Bacon, Sir Nicholas, father of Francis Bacon, Lord-Keeper of the Great Seal, born 1510, died 1579. Henry VIII gave him several lucrative offices, which he retained under Edward VI. He lived in retirement during the reign of Mary, but Queen Elizabeth appointed him Lord-Keeper for life. He was the intimate friend of Lord Burleigh, a sister of whose wife he married, and by her became the father of the great Chancellor.

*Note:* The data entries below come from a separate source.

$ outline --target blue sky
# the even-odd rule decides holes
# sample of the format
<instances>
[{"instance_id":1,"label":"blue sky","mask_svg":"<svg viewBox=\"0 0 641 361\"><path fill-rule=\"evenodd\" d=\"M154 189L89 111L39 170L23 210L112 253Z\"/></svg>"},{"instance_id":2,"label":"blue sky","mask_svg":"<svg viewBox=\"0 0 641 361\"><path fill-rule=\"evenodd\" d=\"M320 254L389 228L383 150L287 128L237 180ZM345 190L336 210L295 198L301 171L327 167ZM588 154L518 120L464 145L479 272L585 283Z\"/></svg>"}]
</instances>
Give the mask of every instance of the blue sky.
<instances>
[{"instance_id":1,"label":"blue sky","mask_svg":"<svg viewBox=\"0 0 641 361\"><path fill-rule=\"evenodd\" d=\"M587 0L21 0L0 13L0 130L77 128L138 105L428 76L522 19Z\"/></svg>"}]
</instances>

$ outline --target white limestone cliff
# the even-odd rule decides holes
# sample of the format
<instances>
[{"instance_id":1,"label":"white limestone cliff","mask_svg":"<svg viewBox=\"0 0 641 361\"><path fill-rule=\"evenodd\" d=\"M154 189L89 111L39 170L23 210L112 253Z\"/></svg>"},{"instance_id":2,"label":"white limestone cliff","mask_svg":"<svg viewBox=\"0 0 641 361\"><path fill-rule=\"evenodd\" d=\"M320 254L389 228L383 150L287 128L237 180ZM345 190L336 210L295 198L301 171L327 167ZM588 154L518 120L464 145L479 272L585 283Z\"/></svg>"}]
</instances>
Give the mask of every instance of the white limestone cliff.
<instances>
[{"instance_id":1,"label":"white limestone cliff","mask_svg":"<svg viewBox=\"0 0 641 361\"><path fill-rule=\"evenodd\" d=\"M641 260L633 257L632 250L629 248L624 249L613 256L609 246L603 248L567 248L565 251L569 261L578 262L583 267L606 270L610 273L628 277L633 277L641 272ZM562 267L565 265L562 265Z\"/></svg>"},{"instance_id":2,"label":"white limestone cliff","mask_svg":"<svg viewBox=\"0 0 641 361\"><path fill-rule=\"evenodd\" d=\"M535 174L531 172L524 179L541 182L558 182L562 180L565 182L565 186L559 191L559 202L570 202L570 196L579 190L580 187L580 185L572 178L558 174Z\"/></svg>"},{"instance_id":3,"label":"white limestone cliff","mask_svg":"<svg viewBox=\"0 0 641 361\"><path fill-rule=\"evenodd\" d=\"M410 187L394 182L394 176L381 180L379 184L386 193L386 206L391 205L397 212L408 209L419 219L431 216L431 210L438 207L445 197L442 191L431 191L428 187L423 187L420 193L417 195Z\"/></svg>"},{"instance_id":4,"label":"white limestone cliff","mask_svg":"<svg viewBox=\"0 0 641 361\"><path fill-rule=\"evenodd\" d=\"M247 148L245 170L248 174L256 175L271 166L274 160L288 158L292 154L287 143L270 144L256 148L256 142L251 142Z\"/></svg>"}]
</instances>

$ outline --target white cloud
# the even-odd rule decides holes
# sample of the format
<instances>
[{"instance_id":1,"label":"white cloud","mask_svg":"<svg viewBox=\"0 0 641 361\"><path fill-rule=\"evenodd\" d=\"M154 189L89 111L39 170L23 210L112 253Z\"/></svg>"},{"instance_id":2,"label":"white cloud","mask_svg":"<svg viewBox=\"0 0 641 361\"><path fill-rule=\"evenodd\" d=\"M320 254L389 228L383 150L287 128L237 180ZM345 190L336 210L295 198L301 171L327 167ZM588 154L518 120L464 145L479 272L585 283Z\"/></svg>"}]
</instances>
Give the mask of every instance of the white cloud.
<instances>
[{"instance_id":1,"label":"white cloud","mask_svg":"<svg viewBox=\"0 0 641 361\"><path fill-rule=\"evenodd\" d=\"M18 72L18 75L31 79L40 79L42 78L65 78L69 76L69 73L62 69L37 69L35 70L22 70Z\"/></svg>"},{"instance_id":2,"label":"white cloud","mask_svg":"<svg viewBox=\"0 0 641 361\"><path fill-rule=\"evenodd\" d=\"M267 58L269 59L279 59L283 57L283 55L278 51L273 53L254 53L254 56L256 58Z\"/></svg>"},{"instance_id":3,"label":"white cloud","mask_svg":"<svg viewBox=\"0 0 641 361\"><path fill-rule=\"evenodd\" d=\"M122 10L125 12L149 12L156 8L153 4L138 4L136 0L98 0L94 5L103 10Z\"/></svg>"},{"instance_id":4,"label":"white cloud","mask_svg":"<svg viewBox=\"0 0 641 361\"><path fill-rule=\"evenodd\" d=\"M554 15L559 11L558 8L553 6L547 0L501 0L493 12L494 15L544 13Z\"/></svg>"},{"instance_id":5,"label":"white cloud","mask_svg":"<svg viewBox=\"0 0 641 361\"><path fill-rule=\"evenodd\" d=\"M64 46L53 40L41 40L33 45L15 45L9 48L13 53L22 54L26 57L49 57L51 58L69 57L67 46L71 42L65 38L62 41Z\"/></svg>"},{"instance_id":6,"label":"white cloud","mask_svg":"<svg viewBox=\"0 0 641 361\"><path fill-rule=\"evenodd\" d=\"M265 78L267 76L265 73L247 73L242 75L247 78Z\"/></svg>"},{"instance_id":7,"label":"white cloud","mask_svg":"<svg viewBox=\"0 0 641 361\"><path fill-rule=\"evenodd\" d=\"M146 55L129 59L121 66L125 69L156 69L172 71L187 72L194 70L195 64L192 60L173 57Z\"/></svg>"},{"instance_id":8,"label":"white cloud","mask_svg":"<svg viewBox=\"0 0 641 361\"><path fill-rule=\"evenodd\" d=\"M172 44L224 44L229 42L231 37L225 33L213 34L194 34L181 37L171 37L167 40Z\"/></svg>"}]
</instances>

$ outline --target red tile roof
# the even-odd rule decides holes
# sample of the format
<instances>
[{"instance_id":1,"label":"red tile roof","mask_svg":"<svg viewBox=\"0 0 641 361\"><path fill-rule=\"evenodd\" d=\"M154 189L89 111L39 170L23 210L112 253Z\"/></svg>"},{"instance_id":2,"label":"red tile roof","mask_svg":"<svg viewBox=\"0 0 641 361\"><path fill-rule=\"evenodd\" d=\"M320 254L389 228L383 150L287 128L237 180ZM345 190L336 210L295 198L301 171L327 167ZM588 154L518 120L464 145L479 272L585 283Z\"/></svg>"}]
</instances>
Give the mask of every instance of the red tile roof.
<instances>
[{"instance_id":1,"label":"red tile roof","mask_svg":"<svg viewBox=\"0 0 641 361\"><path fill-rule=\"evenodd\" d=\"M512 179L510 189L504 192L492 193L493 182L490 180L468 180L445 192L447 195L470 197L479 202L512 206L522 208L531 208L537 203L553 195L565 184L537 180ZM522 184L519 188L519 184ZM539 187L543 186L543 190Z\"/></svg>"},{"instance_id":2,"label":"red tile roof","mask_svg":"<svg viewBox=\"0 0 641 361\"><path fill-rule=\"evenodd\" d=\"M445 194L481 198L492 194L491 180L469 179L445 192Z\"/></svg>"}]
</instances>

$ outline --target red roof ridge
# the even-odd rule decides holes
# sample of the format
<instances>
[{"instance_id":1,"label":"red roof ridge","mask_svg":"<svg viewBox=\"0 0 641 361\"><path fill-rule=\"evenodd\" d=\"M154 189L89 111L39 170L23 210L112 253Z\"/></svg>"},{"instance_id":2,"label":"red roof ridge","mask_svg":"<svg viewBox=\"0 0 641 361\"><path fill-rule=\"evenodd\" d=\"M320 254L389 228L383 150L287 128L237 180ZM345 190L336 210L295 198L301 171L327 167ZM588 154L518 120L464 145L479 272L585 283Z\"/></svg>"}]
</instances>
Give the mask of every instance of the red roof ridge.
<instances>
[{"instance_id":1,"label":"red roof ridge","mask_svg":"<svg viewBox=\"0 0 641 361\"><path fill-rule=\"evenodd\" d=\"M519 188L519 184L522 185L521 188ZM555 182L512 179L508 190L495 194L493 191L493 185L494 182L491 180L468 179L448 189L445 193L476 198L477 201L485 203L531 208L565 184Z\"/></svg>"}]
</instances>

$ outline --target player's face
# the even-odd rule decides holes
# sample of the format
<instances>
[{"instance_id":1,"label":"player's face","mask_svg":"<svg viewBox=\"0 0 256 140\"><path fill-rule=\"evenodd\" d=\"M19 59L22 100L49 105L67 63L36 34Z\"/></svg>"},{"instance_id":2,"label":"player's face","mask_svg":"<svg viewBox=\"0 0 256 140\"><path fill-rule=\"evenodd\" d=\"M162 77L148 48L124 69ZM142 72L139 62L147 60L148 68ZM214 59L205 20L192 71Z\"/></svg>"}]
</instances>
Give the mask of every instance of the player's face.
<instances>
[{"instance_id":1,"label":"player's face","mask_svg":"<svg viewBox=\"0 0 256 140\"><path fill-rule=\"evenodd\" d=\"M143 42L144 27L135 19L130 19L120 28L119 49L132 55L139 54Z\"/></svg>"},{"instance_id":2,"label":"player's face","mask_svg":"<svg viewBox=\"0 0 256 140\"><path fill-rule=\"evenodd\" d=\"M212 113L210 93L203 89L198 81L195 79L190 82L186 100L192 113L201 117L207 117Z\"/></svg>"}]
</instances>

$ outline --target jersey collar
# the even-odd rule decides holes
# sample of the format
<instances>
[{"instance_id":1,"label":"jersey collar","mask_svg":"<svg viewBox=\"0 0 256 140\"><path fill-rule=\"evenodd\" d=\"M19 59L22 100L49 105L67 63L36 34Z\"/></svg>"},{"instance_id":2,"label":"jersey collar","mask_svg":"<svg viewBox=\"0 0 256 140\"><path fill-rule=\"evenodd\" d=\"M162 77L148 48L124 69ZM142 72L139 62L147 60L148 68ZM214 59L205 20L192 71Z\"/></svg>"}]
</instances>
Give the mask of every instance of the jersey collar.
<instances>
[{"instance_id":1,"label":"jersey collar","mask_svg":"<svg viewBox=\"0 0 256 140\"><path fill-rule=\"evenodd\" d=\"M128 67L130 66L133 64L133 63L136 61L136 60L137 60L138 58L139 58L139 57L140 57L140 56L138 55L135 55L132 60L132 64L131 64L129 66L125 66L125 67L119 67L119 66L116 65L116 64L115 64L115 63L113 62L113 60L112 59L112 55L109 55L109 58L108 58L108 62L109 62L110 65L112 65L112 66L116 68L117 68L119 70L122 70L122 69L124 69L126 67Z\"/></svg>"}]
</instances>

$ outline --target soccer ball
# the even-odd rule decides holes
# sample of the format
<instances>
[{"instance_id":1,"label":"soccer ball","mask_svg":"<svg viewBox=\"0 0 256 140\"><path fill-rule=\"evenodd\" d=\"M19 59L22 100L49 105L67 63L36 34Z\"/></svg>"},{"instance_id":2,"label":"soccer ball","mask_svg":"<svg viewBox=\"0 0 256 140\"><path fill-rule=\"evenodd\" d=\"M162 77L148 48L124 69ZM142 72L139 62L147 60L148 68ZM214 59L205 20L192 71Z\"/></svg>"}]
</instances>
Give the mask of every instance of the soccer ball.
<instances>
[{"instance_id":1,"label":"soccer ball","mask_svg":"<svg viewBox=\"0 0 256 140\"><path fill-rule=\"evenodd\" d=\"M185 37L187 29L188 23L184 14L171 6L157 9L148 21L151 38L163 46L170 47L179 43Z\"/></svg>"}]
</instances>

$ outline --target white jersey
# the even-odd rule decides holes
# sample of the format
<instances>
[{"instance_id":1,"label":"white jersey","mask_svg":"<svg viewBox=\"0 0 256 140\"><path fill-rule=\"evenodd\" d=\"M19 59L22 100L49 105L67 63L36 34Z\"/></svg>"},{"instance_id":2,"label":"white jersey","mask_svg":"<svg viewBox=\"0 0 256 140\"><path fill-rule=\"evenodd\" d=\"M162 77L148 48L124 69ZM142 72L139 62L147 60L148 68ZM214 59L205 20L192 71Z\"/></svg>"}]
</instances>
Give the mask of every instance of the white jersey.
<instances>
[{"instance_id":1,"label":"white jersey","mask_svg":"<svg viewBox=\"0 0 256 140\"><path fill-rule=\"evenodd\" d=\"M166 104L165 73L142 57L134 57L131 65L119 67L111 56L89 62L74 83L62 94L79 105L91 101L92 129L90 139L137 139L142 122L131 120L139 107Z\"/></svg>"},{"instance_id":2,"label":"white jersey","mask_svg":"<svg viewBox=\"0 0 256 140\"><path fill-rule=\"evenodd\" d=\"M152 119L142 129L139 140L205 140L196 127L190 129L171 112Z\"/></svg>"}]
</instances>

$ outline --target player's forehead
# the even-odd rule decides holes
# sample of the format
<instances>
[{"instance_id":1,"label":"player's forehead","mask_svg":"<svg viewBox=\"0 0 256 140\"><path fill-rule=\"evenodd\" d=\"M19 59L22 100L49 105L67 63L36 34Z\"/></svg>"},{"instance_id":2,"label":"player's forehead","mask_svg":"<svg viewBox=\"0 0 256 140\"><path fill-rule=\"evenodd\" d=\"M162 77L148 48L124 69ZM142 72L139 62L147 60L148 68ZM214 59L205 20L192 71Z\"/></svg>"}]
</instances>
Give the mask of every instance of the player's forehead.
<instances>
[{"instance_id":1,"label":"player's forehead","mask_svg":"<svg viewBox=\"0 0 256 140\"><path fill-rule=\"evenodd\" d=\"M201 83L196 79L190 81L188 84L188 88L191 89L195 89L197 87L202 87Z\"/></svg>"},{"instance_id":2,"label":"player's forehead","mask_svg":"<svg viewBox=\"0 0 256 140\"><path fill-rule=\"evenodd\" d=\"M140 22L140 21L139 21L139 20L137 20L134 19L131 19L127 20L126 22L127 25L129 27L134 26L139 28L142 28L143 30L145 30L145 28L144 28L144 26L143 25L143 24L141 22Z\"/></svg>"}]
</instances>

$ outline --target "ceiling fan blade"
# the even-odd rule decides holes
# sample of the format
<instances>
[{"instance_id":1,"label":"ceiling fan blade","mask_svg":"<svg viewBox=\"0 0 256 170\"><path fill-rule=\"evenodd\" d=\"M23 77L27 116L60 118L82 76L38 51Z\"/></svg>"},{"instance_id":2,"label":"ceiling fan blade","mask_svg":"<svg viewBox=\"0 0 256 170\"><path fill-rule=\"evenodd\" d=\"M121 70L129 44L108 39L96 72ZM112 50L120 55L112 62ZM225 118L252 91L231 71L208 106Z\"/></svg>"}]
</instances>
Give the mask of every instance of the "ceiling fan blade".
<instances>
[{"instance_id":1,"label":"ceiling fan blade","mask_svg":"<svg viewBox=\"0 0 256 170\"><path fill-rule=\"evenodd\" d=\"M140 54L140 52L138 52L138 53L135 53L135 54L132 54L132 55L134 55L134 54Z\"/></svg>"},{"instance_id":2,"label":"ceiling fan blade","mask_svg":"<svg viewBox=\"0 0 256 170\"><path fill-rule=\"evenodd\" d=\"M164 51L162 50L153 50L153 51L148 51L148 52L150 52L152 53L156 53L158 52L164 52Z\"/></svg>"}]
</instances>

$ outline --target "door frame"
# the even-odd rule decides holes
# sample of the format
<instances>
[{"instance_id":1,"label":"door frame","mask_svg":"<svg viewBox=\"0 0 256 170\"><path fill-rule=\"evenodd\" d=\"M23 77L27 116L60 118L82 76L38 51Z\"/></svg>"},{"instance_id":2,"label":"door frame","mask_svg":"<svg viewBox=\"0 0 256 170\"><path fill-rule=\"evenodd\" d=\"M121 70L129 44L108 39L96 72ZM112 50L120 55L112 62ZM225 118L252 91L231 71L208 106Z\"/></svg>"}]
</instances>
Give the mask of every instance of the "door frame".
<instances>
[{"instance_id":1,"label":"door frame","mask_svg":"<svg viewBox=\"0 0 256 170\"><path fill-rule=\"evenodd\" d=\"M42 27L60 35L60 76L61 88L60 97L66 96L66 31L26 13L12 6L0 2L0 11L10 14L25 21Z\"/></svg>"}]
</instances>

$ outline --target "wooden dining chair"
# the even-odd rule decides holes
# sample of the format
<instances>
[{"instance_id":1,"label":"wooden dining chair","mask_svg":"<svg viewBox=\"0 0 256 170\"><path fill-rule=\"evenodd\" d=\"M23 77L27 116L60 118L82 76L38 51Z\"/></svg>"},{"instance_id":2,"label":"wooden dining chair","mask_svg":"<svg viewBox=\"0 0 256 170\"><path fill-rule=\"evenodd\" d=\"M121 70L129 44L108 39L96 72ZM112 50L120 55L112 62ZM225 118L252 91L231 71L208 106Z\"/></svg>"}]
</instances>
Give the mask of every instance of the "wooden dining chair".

Bacon, Roger, an English monk, and one of the most profound and original thinkers of his day, was born about 1214, near Ilchester,Somersetshire, died at Oxford in 1294. He first entered the University of Oxford, and went afterwards to that of Paris, where he is said to have distinguished himself and received the degree of Doctor of Theology. About 1250 he returned to England, entered the order of Franciscans and fixed his abode at Oxford; but having incurred the suspicion of his ecclesiastical superiors, he was sent to Paris and kept in confinement for ten years, without writing-materials, books, or instruments. The cause seems to have been simple enough. He had been a diligent student of the chemical, physical, and mathematical sciences, and had made discoveries, and deduced results, which appeared so extraordinary to the ignorant that they were believed to be works of magic. This opinion was countenanced by the jealousy and hatred of the monks of his fraternity. In subsequent times he was popularly classed among those who had been in league with Satan. Having been set at liberty, he enjoyed a brief space of quiet while Clement IV was Pope; but in 1278 he was again thrown into prison, where he remained for at least ten years. Of the close of his life little is known. His most important work is hisOpus Majus, where he discusses the relation of philosophy to religion, and then treats of language, metaphysics, optics, and experimental science. He was undoubtedly the earliest philosophical experimentalist in Britain; he made signal advances in optics; was an excellent chemist; and in all probability discovered gunpowder. He was intimately acquainted with geography and astronomy, as appears by his discovery of the errors of the calendar, and their causes, and by his proposals for correcting them, in which he approached very nearly to truth.—Cf. E. Charles,Roger Bacon, sa vie, ses ouvrages, ses doctrines.